U.S. stock futures declined in early trading Wednesday following the Dow’s worst day since February.
Dow futures fell more than 111 points while S&P 500 futures traded 0.4% lower and Nasdaq 100 futures lost 0.6%.
On Tuesday, technology stocks fell but eventually recovered, spurring selling in the broader market. The Dow Jones Industrial Average lost 473 points, or 1.4%, dragged down by losses in Home Depot, Chevron and Goldman Sachs.

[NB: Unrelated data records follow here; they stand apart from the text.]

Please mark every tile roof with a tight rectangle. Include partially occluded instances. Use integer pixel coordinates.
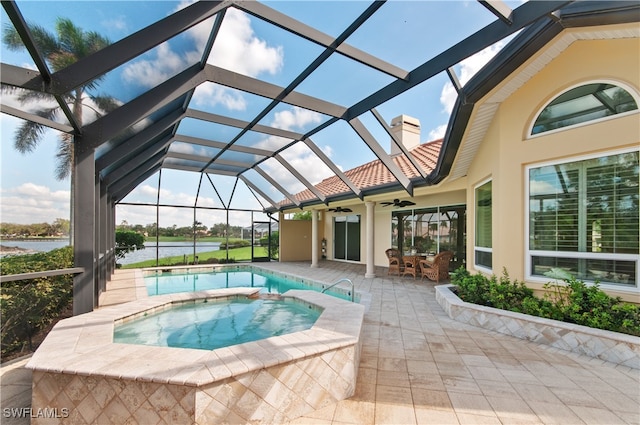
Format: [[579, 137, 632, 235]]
[[294, 139, 443, 202]]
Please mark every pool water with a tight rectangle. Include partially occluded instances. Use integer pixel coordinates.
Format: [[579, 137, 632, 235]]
[[144, 270, 350, 299], [113, 299, 321, 350]]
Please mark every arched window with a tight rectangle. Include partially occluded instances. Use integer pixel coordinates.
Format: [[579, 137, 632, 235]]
[[531, 82, 638, 136]]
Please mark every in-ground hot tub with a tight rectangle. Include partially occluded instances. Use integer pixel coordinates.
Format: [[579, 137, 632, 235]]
[[27, 288, 364, 424]]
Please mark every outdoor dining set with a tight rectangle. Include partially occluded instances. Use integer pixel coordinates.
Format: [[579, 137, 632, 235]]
[[385, 248, 453, 283]]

The Dow experienced its worst day since February.
The S&P 500 slipped 0.9%, but avoided its second straight 1% loss after Monday’s drop.

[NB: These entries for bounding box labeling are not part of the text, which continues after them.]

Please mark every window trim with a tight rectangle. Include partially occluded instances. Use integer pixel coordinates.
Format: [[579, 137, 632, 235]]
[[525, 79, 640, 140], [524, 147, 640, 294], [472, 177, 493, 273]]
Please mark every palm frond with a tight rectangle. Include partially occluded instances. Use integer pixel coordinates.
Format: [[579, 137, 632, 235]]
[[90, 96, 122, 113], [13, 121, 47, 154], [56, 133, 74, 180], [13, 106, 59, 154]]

The Nasdaq Composite ended the day as the relative outperformer, closing down just 0.1% after dropping more than 2% at its low of the session.
During the session, the CBOE Volatility Index, a measure of fear in the markets derived by option prices on the S&P 500, jumped as high as 23.73, levels not seen in two months.

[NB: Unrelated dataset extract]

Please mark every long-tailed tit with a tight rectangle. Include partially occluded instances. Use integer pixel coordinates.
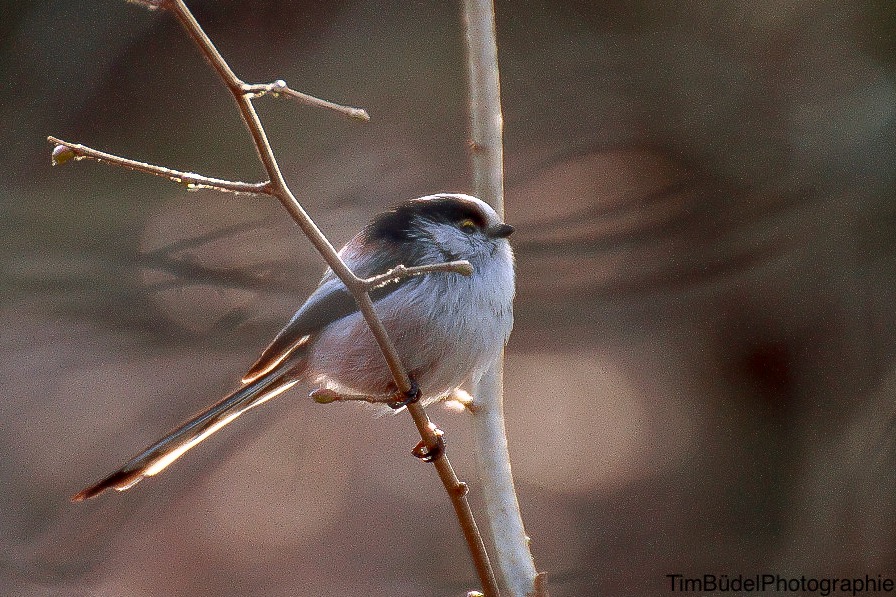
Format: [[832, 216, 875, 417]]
[[72, 194, 514, 501]]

Monday’s “sell-off in risk assets has continued through to this morning as we’re seeing red across the board,” said Brian Price, head of investment management for Commonwealth Financial Network. “There seems to be modest concern over inflation as of late and that has been cited as the primary catalyst for recent weakness in global equities.”
Key inflation data will be released at 8:30 a.m. ET on Wednesday. April’s consumer price index is expected to grow 0.2% from the previous month, representing a 3.6% jump since last year, according to Dow Jones estimates. This jump in the headline consumer price index would be the largest since Sept. 2011.
The consumer price index excluding food and energy is expected to rise 0.3% in April and 2.3% over the past 12-months.
The consumer price index rose 0.6% in March from the previous month and 2.6% from a year ago, according to the Department of Labor.
Investors have grown worried about the threat of inflation; however, Federal Reserve Chair Jerome Powell has said any uptick in inflation should be transitory.